We also saw a devaluation of the naira against the dollar and harsher economic conditions, especially for those in the informal sector. We saw crime rates rise and a period of terror emerge from organised criminals and the infamous ‘One Million Boys’. We saw the rise of domestic violence and law enforcement brutality. We also saw the spread of false information about treatments for and origins of the virus; and we cannot forget, too, the indiscriminate hike in prices of protective equipment and hand sanitisers.
Yet, we must also count the positives that the virus brought with it. For one, the health sector received the N500 billion intervention fund set up by the Federal Government, an intervention that prior to this time might never have been possible. Following it up, the Central Bank rolled out a $100 billion credit support scheme for the health sector and a N50 million targeted credit facility for SMEs.

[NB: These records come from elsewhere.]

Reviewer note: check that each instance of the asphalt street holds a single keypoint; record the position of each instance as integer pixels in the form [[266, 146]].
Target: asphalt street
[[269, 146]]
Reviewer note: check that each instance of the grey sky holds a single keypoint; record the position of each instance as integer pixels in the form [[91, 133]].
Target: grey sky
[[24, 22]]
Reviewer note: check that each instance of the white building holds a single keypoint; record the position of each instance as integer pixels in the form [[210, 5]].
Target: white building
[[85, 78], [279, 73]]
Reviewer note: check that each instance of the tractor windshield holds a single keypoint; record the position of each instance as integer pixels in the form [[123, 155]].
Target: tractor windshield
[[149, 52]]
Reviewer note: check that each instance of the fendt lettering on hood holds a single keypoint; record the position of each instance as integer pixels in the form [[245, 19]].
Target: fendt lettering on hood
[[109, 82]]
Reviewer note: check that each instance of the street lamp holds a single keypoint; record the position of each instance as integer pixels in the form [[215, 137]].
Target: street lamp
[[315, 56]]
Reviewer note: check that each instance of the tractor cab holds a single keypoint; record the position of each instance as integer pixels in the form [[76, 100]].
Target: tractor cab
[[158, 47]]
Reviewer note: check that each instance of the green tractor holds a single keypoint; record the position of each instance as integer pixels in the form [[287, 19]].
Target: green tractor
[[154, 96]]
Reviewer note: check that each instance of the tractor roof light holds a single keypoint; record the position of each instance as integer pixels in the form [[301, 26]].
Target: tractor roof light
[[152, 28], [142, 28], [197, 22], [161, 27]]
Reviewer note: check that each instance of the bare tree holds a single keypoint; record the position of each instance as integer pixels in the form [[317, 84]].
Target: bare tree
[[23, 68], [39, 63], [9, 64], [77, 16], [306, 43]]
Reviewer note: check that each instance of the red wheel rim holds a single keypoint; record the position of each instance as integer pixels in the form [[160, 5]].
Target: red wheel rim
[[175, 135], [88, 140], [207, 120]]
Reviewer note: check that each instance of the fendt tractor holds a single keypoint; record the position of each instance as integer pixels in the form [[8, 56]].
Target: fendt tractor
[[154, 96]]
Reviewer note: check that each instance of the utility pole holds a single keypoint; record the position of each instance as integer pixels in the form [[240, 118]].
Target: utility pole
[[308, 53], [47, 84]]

There was also the life insurance scheme launched by government for frontline health workers. A few weeks ago, we also witnessed the N2 trillion stimulus for two major Nigerian airlines. There were very generous goodwill donations from individuals and organisations as well as support from the World Bank and IMF, while Chinese billionaire, Jack Ma, donated testing kits to Nigeria.
Various non-profit organisations reached out to rural communities and organised associations provided palliatives for their members. We essentially saw a resurgence of charitable gestures across the country. There was innovation too, as Nigerians began to make re-usable cloth masks, which soon became the go-to option for many.
With the formal sector, there was a splurge of webinars, with various individuals and organisations taking up the mandate of sharing knowledge. Entertainers too were not left out as they launched online shows, Instagram Live engagements and did the popular “give-aways” for fans. Workplaces quickly began to adapt and use online tools to work from home, public education adopted radio and television learning, while private schools went online.
Soon the courts began to hold virtual hearings for important matters, since justice could not be put on hold. New laws, regulations and orders were also churned out at break-neck speed. VAT and other tax reliefs were put in place, moratoriums on loans were extended and interest rates were reduced and we began to for a moment look away from oil and to gas and renewables as energy sources.
In all, the last 100 days have been eventful – we have experimented as a nation with things we have never done before, we have fought, we have grown, we have endured and the virus too has kept us at home – not just in our houses, but within our country, where we have been forced to fix the ills we have ignored for so long and it has certainly strengthened the synergy between the public and private sector.
For COVID-19’s first 100 days in office, it has done quite a lot. It is my hope that the positive effects are sustained, and that for the negative ones, we make a swift rebound.
Adebayo, a lawyer concerned about good governance, wrote from Lagos.